The correct answer to the OP is the one already given: The set of lines through the center of a circle and the set of lines through the center of a sphere have the same cardinality, meaning that, with a little work, you can establish a one-to-one correspondence (a bijection) between them. That is, they are the same “size” of infinity. They also have the same cardinality as the real numbers \mathbb R, the plane \mathbb{R}^2, any n-dimensional space \mathbb R^n, and the surface of a sphere of any dimension (sorry @Exapno_Mapcase, there is no difference in cardinality between the surfaces of the various spheres).
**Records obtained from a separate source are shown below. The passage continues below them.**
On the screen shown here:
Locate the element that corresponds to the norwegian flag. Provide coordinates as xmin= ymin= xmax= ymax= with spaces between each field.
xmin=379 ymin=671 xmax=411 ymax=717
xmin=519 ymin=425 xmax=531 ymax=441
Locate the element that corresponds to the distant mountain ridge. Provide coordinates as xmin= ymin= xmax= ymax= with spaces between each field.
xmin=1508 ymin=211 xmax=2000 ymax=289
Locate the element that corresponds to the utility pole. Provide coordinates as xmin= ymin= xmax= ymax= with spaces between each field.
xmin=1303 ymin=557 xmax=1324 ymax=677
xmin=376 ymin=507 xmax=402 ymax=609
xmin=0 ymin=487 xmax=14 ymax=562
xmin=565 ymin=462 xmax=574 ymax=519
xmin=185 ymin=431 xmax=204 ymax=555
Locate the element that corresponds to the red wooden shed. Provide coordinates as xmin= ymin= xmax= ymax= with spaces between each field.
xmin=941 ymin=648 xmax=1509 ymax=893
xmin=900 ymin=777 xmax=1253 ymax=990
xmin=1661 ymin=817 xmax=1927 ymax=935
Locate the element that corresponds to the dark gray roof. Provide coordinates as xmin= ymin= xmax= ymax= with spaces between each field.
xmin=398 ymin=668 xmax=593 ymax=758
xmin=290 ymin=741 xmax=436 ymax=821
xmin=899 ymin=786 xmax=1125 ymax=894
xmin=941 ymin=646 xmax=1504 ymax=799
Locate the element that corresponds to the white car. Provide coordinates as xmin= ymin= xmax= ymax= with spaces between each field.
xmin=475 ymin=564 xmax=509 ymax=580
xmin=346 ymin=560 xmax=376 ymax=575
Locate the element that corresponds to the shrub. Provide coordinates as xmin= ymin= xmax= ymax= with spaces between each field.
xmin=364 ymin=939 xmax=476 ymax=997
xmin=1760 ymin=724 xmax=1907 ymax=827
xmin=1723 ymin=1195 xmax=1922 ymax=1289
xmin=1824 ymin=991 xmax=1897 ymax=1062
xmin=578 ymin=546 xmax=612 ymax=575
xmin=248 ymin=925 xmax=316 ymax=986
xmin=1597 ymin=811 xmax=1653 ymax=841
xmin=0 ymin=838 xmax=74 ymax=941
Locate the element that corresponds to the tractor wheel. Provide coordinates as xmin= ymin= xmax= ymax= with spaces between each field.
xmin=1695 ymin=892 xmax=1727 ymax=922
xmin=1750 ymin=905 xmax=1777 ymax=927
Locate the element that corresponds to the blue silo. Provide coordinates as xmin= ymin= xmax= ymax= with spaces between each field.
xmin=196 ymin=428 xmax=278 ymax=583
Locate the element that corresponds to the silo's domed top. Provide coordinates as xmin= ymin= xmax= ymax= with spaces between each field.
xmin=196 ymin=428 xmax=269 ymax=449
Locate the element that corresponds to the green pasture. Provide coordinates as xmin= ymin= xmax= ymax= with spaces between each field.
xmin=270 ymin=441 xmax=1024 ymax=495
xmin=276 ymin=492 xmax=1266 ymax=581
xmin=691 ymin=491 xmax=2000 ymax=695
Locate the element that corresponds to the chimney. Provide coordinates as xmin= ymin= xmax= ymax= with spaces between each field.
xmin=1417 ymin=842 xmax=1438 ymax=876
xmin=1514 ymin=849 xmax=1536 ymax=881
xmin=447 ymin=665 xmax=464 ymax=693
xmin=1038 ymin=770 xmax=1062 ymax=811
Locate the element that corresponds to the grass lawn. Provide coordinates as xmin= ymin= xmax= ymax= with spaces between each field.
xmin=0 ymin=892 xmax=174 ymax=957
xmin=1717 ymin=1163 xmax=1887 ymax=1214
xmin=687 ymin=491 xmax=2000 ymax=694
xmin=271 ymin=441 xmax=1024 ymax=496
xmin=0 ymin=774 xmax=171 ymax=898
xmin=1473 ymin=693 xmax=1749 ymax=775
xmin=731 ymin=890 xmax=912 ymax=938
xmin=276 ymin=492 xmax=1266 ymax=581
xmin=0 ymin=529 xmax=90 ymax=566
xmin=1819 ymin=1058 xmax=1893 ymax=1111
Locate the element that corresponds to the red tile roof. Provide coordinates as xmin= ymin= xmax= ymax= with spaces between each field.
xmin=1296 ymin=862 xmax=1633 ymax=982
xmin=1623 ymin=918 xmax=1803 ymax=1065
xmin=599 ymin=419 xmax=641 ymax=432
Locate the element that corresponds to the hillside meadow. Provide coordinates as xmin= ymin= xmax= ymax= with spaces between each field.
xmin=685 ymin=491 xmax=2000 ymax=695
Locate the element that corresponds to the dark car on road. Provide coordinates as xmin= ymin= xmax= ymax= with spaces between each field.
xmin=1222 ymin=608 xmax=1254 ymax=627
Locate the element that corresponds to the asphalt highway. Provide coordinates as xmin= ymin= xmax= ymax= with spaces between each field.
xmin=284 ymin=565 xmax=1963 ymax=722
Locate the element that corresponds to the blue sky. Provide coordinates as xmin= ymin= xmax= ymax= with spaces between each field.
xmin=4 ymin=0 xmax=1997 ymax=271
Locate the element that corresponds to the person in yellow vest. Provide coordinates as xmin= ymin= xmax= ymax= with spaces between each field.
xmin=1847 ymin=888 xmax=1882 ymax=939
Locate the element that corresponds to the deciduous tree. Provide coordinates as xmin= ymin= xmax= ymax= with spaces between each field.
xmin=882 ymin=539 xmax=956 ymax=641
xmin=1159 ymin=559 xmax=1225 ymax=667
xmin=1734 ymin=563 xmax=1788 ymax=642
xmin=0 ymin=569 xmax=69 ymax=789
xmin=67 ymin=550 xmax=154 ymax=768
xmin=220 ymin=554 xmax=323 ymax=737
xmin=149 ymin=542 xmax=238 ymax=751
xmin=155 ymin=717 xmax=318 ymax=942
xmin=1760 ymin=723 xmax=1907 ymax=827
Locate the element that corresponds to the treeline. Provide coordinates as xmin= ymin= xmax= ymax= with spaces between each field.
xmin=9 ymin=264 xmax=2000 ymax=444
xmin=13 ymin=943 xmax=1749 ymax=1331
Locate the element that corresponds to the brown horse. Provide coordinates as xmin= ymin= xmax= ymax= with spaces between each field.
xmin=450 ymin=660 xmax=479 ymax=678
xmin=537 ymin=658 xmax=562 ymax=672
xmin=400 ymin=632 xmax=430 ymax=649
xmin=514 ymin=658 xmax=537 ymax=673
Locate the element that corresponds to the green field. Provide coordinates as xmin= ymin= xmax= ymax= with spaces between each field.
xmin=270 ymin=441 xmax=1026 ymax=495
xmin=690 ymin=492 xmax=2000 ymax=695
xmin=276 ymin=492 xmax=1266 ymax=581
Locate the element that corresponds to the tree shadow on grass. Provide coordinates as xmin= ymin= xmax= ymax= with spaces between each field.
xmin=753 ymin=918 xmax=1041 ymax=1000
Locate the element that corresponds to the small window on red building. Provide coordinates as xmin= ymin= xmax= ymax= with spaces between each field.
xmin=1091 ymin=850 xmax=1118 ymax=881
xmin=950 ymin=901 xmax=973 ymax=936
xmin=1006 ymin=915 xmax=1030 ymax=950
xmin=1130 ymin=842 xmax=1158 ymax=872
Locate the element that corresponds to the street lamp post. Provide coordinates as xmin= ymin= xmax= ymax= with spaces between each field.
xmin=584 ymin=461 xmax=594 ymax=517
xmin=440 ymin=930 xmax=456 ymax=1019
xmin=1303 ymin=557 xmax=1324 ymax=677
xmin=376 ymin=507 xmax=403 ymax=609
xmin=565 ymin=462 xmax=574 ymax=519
That having been answered, let me confuse things by giving a way in which the sets of lines through the center of a circle and the center of a sphere have different sizes. These sets have “shapes,” or topologies. A line through the center of a circle can be identified with the two antipodal points through which it crosses the circle, so we can think of the set of such lines as the circle itself with opposite points identified, which just gives you another circle. Similarly, a line through the center of a sphere can be identified with the two antipodal points where it crosses the sphere, and the set of such lines can be thought of as the sphere with opposite points identified. That doesn’t give you another sphere, it gives what’s called a projective plane. (We know it’s not a sphere because it contains, for example, a copy of the Möbius strip.)
The circle and the projective plane are examples of manifolds, shapes that look locally like pieces of a line, a plane, 3-space, or n-dimensional space \mathbb R^n in general. The surface of a sphere is another example of a 2-dimensional manifold: If you’re standing on the surface and can see only a short distance, it looks flat to you, like a piece of a plane, you don’t see the whole thing curve over on itself.
But manifolds have well-defined dimension: A circle is 1-dimensional and the projective plane is 2-dimensional, and it turns out that you cannot define a continuous bijection between them because of that. It’s in that sense that you might want to say that the two sets have different sizes. They have the same cardinality, but not the same dimension.
Moral: When you’re comparing sizes of things, you have to be very careful to say what you mean by “size.”